I love being in the woods, I always did. As I child would be found most of the time either in the wood behind our house, spring, summer, autumn or winter. While I am writing this I am aware that the wood north-west of our house has been calling me for days. “Come over to us”, it says in a gentle voice, “it is cool here. Get out out of that dreadful heat.” And it’s true, the thermometre indicates 36° C today, in the woods it would be a little fresher. “Here, the blackberries are ripe, didn’t you want to make jam? And the elderberries too!”, another voice is trying to seduce me.
And then there is Antonio Rosetti luring me too, reminding me of the fun we had as children in the woods. In 1786 he published the score of a wonderful Symphony in D major “La Chasse” (The Hunt), Murray A20/Kaul 1:18. Though I have little sympathy for hunters, the first movement is evoking the games we played like hide and seek, roaming through the copsewoods, discovering all kind of mysteries, hunting for treasures etc. It was such a good time we had. And Rosetti’s symphony on a recording by the Concerto Köln wakes up these souvenirs. The second movement is a beautiful romance and as such it has been labeled by Rosetti, while the third movement is closer to the first movement, agitated, dynamic: menuetto maiestoso. The finale starts and concludes on a solemn note, with a dynamic, joyful part for the brass in the middle.
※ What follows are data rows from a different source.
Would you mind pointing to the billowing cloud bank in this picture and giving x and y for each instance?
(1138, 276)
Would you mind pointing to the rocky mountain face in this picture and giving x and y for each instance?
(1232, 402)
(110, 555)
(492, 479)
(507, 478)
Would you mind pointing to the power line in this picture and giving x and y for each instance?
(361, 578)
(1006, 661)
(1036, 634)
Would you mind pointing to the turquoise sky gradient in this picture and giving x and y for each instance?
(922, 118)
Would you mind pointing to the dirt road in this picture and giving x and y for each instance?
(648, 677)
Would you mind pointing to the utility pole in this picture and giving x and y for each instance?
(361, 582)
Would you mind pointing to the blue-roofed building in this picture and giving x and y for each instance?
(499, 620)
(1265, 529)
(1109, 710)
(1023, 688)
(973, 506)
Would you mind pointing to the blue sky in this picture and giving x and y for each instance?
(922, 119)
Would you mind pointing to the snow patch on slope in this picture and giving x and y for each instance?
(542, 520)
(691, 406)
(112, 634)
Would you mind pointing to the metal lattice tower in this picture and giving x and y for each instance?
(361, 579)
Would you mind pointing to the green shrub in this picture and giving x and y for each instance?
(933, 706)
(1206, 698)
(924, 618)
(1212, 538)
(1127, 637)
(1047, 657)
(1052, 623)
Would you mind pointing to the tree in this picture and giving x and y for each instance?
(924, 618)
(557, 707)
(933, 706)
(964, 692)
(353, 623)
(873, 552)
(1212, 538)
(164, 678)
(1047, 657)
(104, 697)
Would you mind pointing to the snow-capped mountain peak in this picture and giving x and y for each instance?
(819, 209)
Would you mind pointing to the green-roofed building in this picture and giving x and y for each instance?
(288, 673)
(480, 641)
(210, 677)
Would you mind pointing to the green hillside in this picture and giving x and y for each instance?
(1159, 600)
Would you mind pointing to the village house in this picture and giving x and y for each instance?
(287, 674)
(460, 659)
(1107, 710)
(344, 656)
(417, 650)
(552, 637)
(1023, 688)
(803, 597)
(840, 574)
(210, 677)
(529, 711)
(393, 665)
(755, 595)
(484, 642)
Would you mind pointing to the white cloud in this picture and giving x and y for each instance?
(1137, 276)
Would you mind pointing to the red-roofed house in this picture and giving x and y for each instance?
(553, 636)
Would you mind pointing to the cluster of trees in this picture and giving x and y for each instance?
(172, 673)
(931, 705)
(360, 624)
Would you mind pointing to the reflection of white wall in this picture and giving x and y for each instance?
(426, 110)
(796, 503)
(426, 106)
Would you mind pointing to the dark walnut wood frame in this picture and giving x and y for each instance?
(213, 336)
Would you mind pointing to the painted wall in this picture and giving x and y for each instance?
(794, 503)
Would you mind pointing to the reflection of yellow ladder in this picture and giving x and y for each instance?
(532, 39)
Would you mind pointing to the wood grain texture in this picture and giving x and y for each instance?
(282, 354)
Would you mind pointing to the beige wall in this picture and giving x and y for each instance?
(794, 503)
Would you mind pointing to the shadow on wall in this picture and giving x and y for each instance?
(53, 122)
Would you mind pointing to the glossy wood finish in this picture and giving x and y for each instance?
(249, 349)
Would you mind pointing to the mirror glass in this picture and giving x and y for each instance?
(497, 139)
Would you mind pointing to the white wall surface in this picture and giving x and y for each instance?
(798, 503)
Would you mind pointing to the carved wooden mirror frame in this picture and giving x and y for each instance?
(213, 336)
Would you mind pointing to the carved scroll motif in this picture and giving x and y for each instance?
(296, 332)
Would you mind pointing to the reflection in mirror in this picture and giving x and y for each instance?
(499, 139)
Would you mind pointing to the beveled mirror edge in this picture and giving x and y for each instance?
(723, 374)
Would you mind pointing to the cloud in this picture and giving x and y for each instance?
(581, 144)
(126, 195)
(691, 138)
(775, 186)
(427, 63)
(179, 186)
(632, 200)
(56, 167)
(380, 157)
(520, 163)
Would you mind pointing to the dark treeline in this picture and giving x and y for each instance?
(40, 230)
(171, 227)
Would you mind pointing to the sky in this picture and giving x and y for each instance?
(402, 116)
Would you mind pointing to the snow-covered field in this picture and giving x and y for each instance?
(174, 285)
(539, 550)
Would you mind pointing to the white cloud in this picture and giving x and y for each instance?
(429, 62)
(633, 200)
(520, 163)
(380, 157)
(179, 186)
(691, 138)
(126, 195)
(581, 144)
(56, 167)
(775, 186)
In an earlier post about Rosetti, who was actually born in Bohemia as Anton Rössler, I have covered already the milestones of his career as a composer. He wrote this symphony while serving a German nobleman, Kraft Ernst, Prince of Oettingen-Wallerstein. It is written in four movements and scored for two flutes, two oboes, two clarinets in A, two bassoons, two horns in D, two trumpets in D, timpani, strings (incl. two violas). It recalls very much the entertaining symphonies that Joseph Haydn had written, which hardly comes as a surprise as imitating haydn had become a European fashion. “Critics praised [Rosetti’s] gift for lyrical melody and his imaginative orchestration”, writes Dieter Steppuhn of the International Rosetti Society.